Howard Wiley brings soulful sax sound to Malcolm X fest in Oakland


When it’s time to get a party started, Howard Wiley gets the call.

The Oakland saxophonist has been a mainstay on the Bay Area music scene since he was a teenager, and at 39 he’s taken up the mantle of his mentors, playing soul-steeped jazz palpably connected to its roots as social music.

Impossible to pigeonhole, Wiley can generate blowtorch heat in just about any context, whether he’s interpreting Ethiojazz saxophone with Bay Area vocalist Meklit or laying down shuffle beats on drums as one of Lavay Smith’s Red Hot Skillet Lickers. As a bandleader, his primary vehicle is Extra Nappy, an all-star quartet featuring Mars Volta drummer Thomas Pridgen, bassist Michael “Tiny” Lindsey, and veteran organist L.J. Holoman.

With its repertoire of R&B covers and hard bop originals the group lives deep in the pocket, delivering an insistently celebratory sound built on an intoxicating array of carnal rhythms.

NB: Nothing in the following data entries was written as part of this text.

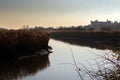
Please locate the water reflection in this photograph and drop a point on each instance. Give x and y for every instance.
(13, 70)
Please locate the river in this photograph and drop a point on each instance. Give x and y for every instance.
(59, 65)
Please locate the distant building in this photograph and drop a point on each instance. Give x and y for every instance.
(104, 25)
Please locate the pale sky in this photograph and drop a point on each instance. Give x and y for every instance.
(16, 13)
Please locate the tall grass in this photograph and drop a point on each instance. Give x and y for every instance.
(13, 42)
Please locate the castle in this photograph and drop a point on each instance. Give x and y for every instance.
(101, 25)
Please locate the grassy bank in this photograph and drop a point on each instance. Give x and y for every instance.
(14, 43)
(98, 39)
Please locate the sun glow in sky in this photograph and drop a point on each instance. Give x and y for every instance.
(16, 13)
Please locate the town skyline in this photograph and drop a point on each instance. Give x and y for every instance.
(16, 13)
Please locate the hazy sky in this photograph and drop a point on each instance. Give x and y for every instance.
(16, 13)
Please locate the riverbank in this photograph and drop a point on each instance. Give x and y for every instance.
(94, 39)
(16, 43)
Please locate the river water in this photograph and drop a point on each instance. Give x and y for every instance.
(58, 65)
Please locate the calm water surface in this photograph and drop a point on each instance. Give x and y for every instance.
(58, 65)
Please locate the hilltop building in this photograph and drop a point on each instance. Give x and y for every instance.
(104, 25)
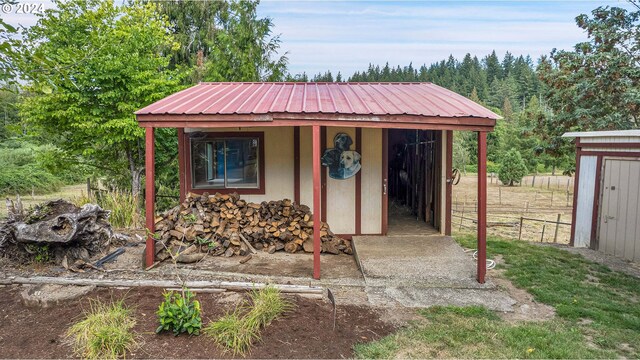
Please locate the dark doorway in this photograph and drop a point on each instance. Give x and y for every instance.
(414, 167)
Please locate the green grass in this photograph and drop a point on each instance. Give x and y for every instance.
(598, 313)
(238, 330)
(104, 332)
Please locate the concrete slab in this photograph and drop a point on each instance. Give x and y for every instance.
(416, 261)
(416, 297)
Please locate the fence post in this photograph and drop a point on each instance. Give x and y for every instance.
(555, 236)
(461, 217)
(520, 232)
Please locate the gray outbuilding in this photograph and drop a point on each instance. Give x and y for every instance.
(606, 211)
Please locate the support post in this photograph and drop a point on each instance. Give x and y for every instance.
(149, 194)
(482, 206)
(317, 222)
(182, 165)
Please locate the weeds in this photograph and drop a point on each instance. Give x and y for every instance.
(124, 207)
(236, 332)
(105, 332)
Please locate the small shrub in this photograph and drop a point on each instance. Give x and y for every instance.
(231, 332)
(512, 168)
(105, 332)
(180, 313)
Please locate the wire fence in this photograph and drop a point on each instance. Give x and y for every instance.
(520, 227)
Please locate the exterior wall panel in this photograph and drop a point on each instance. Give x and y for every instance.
(584, 207)
(371, 181)
(279, 158)
(341, 194)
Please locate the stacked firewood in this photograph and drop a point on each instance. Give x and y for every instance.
(225, 225)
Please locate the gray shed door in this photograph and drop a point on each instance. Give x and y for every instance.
(619, 230)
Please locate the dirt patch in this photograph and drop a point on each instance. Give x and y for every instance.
(526, 308)
(306, 332)
(45, 295)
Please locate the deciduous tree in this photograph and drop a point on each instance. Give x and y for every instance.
(89, 65)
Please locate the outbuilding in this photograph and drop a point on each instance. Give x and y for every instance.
(347, 150)
(606, 211)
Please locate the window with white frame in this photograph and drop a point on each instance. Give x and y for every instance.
(226, 162)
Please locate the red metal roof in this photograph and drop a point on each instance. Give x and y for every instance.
(376, 99)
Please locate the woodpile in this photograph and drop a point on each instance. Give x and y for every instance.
(225, 225)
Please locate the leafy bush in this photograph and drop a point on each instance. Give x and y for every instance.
(237, 332)
(512, 168)
(180, 313)
(105, 332)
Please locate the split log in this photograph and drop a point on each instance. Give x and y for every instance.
(224, 224)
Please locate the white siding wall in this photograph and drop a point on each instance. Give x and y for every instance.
(341, 194)
(371, 181)
(341, 203)
(584, 206)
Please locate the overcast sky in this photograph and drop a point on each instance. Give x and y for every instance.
(347, 36)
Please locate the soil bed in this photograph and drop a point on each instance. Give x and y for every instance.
(307, 332)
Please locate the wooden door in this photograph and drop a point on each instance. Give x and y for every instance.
(619, 223)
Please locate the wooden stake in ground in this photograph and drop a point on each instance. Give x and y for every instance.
(520, 232)
(555, 235)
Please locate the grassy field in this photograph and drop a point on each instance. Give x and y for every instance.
(598, 314)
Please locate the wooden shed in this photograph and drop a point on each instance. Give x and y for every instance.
(606, 211)
(343, 149)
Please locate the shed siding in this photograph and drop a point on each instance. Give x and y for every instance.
(584, 207)
(278, 148)
(609, 139)
(443, 182)
(306, 166)
(371, 181)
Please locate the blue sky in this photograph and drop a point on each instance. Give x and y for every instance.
(348, 35)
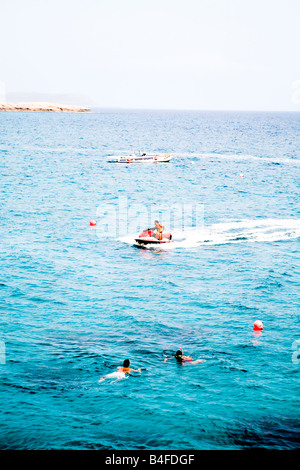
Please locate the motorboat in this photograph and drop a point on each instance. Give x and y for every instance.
(148, 237)
(142, 158)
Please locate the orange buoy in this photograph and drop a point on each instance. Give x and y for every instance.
(258, 325)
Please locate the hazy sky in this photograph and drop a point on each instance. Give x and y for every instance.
(172, 54)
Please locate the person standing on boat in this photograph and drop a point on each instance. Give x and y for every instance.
(158, 230)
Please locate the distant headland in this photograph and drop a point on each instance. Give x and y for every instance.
(45, 107)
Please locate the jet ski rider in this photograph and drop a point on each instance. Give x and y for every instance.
(158, 230)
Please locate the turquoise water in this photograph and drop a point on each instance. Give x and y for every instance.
(78, 300)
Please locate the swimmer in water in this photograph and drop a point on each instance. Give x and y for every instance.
(181, 359)
(120, 372)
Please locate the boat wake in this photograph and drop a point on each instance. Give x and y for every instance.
(261, 230)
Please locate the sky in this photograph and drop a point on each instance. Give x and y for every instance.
(154, 54)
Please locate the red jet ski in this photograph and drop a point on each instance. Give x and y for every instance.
(148, 237)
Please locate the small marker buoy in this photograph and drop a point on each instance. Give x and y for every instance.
(258, 325)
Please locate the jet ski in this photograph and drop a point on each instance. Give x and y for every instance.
(148, 237)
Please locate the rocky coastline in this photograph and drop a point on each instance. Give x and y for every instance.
(43, 107)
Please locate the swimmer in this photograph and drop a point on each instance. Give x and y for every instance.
(181, 359)
(121, 372)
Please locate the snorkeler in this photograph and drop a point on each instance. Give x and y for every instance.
(121, 372)
(181, 359)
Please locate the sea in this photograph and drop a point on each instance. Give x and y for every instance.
(77, 300)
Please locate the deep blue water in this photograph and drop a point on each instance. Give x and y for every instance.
(78, 300)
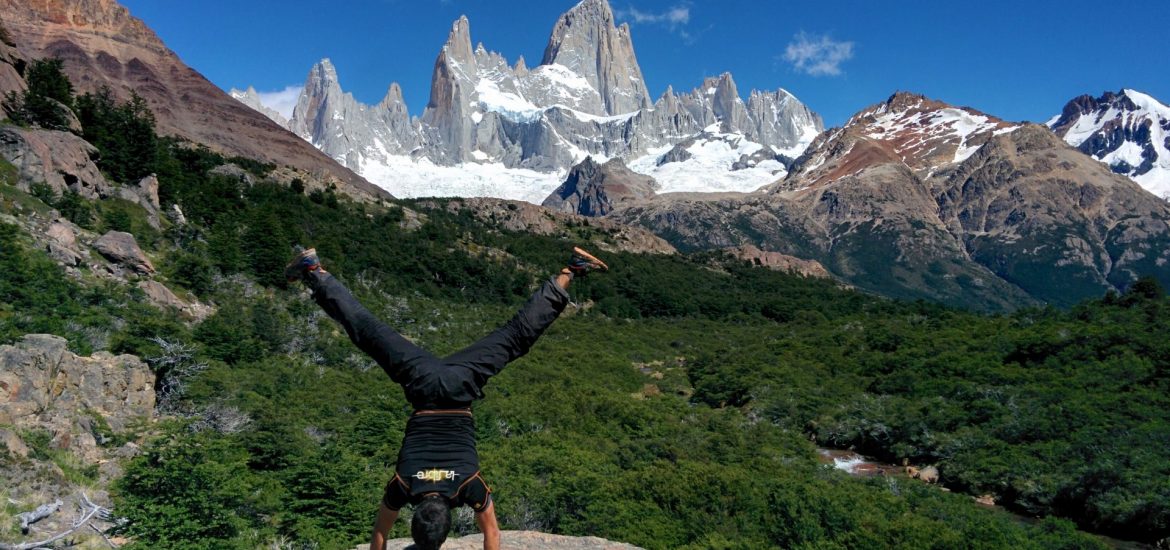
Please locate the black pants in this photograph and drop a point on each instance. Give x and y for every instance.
(431, 382)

Bars, block parties, night clubs, juke joints, art galleries and jazz festivals all provide fertile soil for the Extra Nappy treatment.

The band plays Saturday afternoon at Oakland’s San Antonio Park as part of the EastSide Arts Alliance and Cultural Center’s 18th Annual Malcolm X JazzArts Festival, a free event that Wiley has been involved in since the start. It was through the center that he played an essential role in reed master David Murray’s 2008 bop opera “The Sisyphus Syndrome” with poet and activist Amiri Baraka.

“I have almost a mentorship relationship with Elena Serrano and Greg Morozumi at EastSide Arts Alliance,” Wiley says, name-checking two of the center’s longtime programmers. “I met then when I was just starting out. You see somebody interested in the same things, being culturally aware and maintaining a high level of musicality, and it’s natural to collaborate.”

Wiley also kicks off the 36th Annual San Francisco Jazz Festival on June 6 when Extra Nappy plays SFJazz’s free block party at Proxy, the outdoor space at Octavia and Hayes Streets. The next night Wiley joins Hammond B-3 organ great Chester Thompson for two shows in the SFJazz Joe Henderson Lab.

Extra Nappy also plays San Francisco’s Madrone Art Bar every Wednesday and continues its monthly residency at San Jose’s Café Stritch on June 1-2 as part of the SubZERO Festival. On June 23, the band delivers a concert focusing on original compositions at Berkeley’s California Jazz Conservatory.

Wiley hasn’t released an album under his own name since 2010’s acclaimed “12 Gates to the City,” a project that delved deeply into spirituals gleaned from Angola, the notorious Louisiana State Penitentiary. But he’s well-documented on a series of stellar projects.

Wiley holds down the saxophone chair on tenor and baritone on Oakland singer/songwriter Meklit’s “When the People Move the Music Moves Too” (Six Degrees Records). He wields soprano, alto, and tenor on San Jose drummer Jemal Ramirez’s “African Skies” (Joyful Beat Records), a consistently captivating sextet session featuring SFJazz Collective vibraphonist Warren Wolf.